The study authors also frequently rely on a somewhat mysterious group of “key informers” and “key stakeholders” to pass judgment on the racial motives of white working-class people.
The study authors do offer some criticism of the “key informers” and “key stakeholders.”
“Our key stakeholders tended to view the white working class as having white privilege as well as being racist,” the authors say. “It will be challenging for city government and not-for-profits to get beyond this framework, and it may consolidate the view of white working-class residents that they are being left behind.”
White working-class voters strongly oppose illegal immigration
White working-class study participants say they are “not opposed to immigration.” They agree that immigration has “been hugely beneficial” to the United States.

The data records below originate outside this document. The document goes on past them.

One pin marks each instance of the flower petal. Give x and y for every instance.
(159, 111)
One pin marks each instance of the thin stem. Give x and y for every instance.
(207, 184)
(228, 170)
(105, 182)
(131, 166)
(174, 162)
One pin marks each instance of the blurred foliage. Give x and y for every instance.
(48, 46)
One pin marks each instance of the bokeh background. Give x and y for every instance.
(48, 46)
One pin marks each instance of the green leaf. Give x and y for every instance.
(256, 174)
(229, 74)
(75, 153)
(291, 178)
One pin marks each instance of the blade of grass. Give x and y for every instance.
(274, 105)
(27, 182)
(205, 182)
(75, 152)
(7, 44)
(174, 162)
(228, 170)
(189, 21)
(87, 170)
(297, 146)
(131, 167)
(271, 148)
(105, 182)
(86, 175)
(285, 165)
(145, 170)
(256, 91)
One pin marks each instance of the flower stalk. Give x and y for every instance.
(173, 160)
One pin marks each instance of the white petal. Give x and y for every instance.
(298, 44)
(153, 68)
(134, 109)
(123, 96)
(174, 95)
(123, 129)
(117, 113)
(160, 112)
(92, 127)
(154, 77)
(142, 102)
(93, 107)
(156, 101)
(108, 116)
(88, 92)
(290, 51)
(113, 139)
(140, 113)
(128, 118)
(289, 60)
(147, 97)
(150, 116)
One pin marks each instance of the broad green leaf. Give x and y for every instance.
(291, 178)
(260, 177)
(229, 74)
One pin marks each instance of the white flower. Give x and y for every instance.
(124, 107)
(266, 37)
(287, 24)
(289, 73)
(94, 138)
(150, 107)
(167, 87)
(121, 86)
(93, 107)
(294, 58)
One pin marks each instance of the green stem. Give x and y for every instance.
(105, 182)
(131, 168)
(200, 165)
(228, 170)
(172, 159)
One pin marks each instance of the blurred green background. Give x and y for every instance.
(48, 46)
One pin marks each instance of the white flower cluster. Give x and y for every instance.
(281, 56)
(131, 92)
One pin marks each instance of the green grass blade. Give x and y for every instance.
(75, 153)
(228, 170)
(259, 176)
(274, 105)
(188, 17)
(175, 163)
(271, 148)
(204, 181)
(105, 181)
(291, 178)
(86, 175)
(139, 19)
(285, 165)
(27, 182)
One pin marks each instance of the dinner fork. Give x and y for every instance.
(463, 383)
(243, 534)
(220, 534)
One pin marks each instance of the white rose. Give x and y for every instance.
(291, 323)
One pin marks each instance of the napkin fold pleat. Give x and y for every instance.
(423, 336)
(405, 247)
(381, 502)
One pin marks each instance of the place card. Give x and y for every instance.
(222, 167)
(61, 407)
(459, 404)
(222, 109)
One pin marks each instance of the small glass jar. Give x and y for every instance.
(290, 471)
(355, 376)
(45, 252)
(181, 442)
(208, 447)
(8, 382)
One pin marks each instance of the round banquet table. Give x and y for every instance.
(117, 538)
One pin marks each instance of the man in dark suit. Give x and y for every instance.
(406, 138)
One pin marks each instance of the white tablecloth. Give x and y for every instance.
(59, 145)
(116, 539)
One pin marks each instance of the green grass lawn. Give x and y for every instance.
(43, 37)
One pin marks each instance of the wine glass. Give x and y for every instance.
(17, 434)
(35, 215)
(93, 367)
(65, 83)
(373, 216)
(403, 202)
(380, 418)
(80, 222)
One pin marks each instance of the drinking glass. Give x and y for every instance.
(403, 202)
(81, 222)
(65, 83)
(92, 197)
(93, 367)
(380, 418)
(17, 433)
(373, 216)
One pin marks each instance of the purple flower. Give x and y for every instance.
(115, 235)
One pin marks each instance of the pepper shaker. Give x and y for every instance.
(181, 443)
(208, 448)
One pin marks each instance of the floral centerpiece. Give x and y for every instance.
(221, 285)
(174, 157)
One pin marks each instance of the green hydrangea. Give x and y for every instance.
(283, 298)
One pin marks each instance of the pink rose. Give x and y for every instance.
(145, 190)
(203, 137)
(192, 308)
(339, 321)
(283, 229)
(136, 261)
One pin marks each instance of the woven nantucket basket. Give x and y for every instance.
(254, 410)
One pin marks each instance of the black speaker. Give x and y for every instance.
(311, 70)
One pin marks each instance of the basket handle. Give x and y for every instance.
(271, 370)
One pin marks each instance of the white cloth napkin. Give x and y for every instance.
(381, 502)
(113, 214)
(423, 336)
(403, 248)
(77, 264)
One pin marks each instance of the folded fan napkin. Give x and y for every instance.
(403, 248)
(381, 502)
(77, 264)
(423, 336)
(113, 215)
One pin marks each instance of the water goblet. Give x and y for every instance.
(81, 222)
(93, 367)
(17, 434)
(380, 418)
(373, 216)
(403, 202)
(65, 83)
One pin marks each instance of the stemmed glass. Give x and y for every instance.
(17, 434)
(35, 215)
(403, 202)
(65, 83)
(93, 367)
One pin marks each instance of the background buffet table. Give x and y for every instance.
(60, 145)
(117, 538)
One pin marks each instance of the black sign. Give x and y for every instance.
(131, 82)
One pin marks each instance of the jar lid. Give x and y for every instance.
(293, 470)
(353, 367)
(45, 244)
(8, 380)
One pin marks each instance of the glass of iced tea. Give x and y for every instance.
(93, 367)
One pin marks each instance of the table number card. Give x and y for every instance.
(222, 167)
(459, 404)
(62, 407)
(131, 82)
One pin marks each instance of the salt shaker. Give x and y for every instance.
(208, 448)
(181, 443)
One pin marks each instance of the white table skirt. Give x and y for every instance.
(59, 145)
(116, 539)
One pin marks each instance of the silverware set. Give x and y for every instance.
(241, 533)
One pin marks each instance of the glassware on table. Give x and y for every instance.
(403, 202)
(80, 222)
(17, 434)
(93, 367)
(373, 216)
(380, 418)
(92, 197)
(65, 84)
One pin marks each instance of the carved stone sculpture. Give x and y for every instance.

However, the desire for law and order supersedes the benefits of immigration. Members of the white working class say they are greatly bothered that the initial act of illegal immigrants on American soil is to break the law, according to the study. They want “documented migration to continue and for people to be processed using legal channels so those who pose a security risk can be rejected.”

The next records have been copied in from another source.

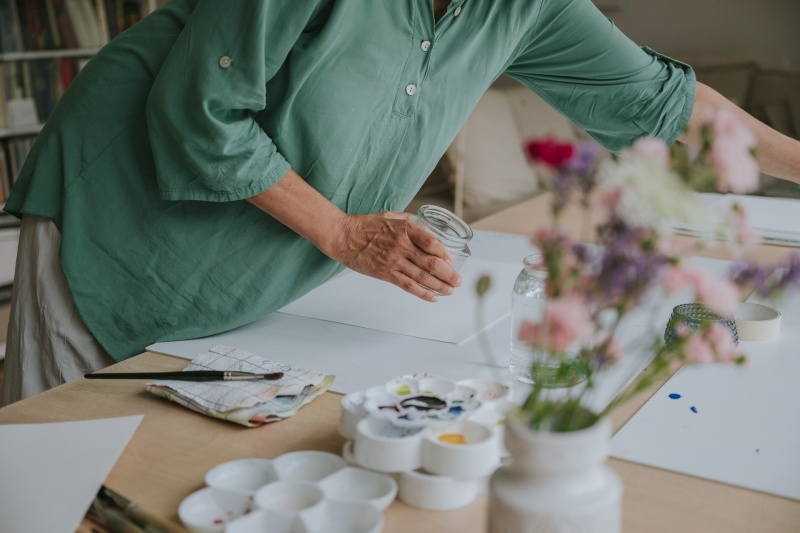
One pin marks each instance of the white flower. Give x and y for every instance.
(651, 194)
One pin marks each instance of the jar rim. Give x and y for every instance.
(445, 224)
(533, 264)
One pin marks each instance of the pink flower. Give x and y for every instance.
(614, 351)
(720, 338)
(568, 320)
(698, 350)
(719, 295)
(550, 152)
(730, 153)
(726, 126)
(650, 148)
(713, 345)
(737, 170)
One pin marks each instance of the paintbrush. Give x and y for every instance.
(149, 522)
(106, 515)
(189, 375)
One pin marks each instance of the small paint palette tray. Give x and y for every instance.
(442, 439)
(298, 492)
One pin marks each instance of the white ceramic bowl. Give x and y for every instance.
(357, 484)
(208, 510)
(261, 522)
(384, 447)
(245, 476)
(289, 497)
(345, 517)
(306, 465)
(479, 457)
(349, 453)
(436, 493)
(351, 414)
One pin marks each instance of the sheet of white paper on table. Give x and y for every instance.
(744, 431)
(361, 358)
(773, 219)
(50, 473)
(359, 300)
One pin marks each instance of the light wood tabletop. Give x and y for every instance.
(173, 448)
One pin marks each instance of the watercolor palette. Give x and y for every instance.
(442, 439)
(298, 492)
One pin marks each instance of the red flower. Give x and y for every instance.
(550, 152)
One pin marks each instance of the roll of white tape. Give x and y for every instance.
(756, 322)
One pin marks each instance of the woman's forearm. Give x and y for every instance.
(779, 155)
(296, 204)
(381, 245)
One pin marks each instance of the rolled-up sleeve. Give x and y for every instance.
(206, 144)
(583, 66)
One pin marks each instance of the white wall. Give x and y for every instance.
(765, 28)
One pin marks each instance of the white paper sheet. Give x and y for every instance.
(745, 430)
(775, 220)
(370, 303)
(361, 358)
(50, 473)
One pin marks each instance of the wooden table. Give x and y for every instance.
(173, 448)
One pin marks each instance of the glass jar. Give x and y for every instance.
(451, 231)
(528, 301)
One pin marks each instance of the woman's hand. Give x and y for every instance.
(389, 247)
(384, 245)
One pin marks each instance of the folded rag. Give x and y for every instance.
(249, 403)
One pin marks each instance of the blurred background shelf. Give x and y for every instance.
(48, 54)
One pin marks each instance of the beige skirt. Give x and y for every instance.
(48, 344)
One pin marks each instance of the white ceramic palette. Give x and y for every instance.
(442, 454)
(299, 492)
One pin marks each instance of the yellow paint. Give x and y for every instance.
(453, 438)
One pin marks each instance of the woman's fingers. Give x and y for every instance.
(427, 242)
(438, 268)
(425, 278)
(412, 286)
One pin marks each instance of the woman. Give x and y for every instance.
(325, 116)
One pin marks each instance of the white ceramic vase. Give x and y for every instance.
(556, 482)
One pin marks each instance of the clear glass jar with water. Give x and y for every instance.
(528, 305)
(450, 230)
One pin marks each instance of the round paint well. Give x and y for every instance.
(289, 497)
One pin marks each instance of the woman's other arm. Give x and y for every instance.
(779, 155)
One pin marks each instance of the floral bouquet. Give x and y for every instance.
(591, 288)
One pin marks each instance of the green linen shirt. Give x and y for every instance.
(147, 159)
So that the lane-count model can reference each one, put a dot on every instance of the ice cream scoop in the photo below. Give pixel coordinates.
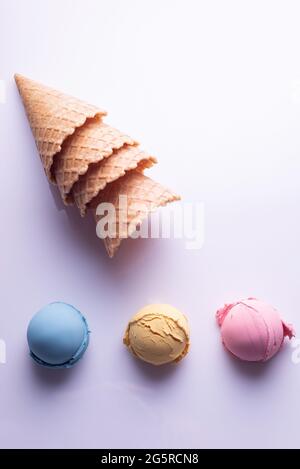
(57, 336)
(252, 330)
(158, 334)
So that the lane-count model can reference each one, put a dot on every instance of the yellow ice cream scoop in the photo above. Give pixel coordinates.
(158, 334)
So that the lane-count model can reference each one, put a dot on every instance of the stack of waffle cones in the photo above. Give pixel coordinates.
(90, 161)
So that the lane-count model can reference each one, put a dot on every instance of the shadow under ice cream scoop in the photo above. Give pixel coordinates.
(57, 336)
(252, 330)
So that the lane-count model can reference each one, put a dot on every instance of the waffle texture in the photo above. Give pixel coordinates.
(90, 161)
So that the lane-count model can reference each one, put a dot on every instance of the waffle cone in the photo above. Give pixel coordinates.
(90, 161)
(98, 176)
(53, 116)
(143, 195)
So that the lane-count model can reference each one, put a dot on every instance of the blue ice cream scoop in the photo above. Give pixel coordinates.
(57, 336)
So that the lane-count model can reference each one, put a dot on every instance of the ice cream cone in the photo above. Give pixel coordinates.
(89, 144)
(141, 195)
(53, 116)
(98, 176)
(90, 161)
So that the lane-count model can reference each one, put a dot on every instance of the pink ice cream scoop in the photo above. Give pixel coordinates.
(252, 330)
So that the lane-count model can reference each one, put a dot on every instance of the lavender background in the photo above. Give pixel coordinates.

Immigration sign - Getty Images/Sandy Huffaker
“Resentment increases from white working-class people because, rather than addressing the problem of illegality, government appears to reward migrants by providing support services to ease integration,” the authors conclude.

Here’s an interviewee from Tacoma:
“Illegal says you’re breaking the damn law. Let’s do something about that. What are we going to do? We are going to give them some housing, we are going to give them some welfare checks….And who’s paying for it? Us! The working class.”

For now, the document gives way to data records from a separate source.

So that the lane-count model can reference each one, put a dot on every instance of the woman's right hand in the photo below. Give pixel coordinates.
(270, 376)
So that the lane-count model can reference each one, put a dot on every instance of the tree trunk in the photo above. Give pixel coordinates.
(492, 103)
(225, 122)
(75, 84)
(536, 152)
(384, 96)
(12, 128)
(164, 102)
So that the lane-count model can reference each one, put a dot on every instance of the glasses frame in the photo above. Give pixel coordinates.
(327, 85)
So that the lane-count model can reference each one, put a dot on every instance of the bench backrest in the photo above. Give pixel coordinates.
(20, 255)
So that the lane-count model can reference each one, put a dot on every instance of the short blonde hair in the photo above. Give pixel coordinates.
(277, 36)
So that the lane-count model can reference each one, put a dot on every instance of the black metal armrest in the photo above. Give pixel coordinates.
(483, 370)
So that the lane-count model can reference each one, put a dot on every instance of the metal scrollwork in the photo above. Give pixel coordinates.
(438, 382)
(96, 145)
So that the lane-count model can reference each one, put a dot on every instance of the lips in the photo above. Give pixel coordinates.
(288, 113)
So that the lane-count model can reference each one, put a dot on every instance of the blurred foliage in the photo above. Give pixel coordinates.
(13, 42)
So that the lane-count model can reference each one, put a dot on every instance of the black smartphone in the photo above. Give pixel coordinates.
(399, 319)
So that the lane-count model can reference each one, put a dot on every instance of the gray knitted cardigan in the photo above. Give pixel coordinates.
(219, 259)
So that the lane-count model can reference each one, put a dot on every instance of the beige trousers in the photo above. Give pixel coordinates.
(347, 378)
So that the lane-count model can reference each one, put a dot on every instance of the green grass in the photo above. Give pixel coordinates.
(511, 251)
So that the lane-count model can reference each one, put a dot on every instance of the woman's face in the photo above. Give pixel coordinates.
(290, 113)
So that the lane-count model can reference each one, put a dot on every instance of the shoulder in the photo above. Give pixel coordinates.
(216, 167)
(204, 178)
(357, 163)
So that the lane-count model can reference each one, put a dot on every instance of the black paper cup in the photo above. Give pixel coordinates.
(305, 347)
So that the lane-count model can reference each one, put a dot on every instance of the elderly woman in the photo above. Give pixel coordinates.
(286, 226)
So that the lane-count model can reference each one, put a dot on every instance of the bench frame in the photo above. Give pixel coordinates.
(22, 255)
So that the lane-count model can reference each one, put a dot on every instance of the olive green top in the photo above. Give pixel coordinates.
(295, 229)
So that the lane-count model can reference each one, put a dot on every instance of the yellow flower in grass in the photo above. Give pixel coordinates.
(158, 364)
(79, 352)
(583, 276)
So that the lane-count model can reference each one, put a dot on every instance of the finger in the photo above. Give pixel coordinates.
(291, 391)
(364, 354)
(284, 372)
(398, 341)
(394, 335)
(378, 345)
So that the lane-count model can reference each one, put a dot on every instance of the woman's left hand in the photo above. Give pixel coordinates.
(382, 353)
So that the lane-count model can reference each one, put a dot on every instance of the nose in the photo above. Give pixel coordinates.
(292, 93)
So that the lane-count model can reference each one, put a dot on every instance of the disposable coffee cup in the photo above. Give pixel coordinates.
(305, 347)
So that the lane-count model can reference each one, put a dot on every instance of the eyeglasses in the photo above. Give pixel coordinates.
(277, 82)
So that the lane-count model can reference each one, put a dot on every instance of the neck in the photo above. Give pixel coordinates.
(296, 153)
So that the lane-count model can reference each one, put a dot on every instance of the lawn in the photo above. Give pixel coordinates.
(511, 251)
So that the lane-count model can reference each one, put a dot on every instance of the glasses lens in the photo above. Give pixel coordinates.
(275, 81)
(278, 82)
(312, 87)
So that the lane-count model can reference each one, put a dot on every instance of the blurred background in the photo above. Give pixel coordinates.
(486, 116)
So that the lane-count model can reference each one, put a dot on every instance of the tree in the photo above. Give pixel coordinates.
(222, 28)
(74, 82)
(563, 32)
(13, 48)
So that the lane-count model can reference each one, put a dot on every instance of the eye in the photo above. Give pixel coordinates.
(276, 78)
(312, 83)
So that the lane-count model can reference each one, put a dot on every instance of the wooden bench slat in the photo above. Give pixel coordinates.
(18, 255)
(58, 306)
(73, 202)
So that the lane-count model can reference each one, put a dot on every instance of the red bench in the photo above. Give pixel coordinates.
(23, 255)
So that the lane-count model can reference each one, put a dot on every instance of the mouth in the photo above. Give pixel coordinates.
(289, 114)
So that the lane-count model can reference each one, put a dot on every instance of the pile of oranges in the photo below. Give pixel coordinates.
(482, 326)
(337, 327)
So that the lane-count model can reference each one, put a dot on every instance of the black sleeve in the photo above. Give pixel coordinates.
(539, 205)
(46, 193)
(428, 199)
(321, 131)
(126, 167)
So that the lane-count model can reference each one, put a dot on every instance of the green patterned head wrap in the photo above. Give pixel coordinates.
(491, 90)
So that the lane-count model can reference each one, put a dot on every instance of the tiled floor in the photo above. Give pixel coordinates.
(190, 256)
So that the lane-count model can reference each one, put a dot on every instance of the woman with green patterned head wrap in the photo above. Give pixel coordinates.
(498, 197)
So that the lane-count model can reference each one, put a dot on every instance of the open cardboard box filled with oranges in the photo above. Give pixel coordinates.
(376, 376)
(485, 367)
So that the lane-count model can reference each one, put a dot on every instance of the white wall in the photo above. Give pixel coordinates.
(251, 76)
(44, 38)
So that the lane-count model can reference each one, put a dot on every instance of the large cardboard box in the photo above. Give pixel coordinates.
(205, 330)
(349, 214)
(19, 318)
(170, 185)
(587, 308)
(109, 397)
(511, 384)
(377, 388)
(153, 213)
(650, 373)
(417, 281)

Immigration also takes a toll on the cultural fabric of white working-class communities. White working-class voters believe immigrants “do not follow protocols of established behaviors, norms, or codes.” Some research participants complain that immigrants “seem unwilling to speak English.”
“Getting to know people of different racial backgrounds was easier when racial minorities or foreign-born residents shared the working-class values,” the authors of the study note.
“The working class has been abandoned or exiled by the Democrats”
The three researchers who conducted the study are Stacy Harwood, a professor urban and regional planning at the University of Illinois at Urbana–Champaign; Harris Beider, a visiting professor in Columbia University’s School of International and Public Affairs; and Kusminder Chahal, a researcher at Coventry University in England.
While the study’s primary stated goal is to provide a deeper understanding of the white working class, an unstated goal of the study is to help the American left and the Democratic Party recapture some meaningful chunk of the white working-class voting bloc.
“The working class has been abandoned or exiled by the Democrats,” the study flatly concludes.
“This project begins to identify some pathways and reframe the conversation,” Harwood said, according to a University of Illinois News Bureau press release.
Harwood’s Facebook likes include Racial Microaggressions at Illinois, Mexico Solidarity Network and Black Students for Revolution.
Beider, the visiting Columbia professor, observed that the white working class is very disparate group of people.
“There’s an assumption that they are a homogenous group, but there’s depth and diversity that’s not given credit,” he said.
The three authors of the study thank the U.S. branch of Soros’s Open Society Foundations “for funding this study.”
“Foundations such as Open Society work tirelessly” to promote social understanding, the researchers say. “In this process, the voices of white working-class people need to be heard by institutions and other communities.
This study has demonstrated that they feel politically marginalized, culturally isolated, and economically vulnerable. As a consequence of their material reality, talking about white privilege to working class white people who are working two or three jobs to keep their families fed and a roof over their heads will be a difficult task.”